As I was looking up some sub-fields in bioengineering, I came across an article that really shows how bioengineering is picking up speed in the technological world; cells are starting to be studied and even modeled using a computer according to Brandon Keim, who wrote an article entitled "Cellular Counter Brings Computer Programming to Life" for Wired Science. In this article, Keim states that counters combining different proteins are being used to better model different types of cells on a computer. An aspect of the article that I found was interesting was that, in order to be able to model cells, different computerized components were being used one by one to "build" a cell, just as different machine parts or circuits are built piece by piece. I found this interesting because it shows the connection between the different types of engineering; bioengineers can work like electrical engineers, as suggested by James Collins of Boston University, while using mechanical ideas in order to study something that is living. This aspect of engineering interests me specifically; I am the type of person who cannot do the same thing on a day to day basis, so having the opportunity to study and work on projects using different approaches and processes appeals to me greatly.
Reading this article, I could not help but think about how far the bioengineering field has progressed even in the last couple of years. New advances in medicine and technology have greatly propelled this somewhat new field.

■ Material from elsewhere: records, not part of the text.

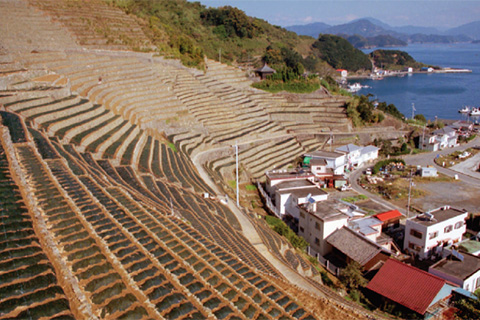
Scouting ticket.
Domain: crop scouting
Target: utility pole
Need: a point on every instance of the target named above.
(236, 161)
(423, 138)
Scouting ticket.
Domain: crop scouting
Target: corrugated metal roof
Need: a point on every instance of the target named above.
(385, 216)
(406, 285)
(354, 245)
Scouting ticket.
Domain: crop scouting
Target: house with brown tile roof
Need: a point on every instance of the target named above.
(463, 270)
(349, 246)
(412, 288)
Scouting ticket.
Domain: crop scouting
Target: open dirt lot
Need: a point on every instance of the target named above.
(455, 194)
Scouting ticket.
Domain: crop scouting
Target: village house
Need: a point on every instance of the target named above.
(348, 246)
(275, 177)
(411, 288)
(357, 156)
(318, 220)
(462, 126)
(426, 234)
(390, 219)
(342, 73)
(439, 139)
(371, 228)
(326, 161)
(463, 269)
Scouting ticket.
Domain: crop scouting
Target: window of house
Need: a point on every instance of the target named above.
(416, 234)
(413, 246)
(433, 235)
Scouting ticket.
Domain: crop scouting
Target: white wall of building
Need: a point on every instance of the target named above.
(433, 235)
(314, 230)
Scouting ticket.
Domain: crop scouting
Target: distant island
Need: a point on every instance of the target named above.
(370, 32)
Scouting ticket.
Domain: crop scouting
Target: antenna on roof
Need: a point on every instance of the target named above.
(457, 255)
(429, 215)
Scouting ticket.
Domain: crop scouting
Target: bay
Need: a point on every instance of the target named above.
(433, 95)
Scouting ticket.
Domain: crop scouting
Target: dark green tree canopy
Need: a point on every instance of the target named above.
(339, 53)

One of the most exciting aspects of entering such an expanding field is that I have the chance to become a part of a project or research team that can stumble on a breakthrough that drastically changes people's understanding of biology or another aspect in medicine. For example, the creation of the artificial heart for transplants was a milestone for both the medical and engineering worlds. I would love to have been a part of the team of scientists, doctors, and researchers who developed the the first usable heart; I would like to have the feeling that all my hard work, countless hours spent in the lab, and tedious experiments were all worth something to someone who benefited from my work. I feel that working as a bioengineering should not be for fame or glory but for the advancement of technologies that can save lives, make lives easier, and prevent illnesses.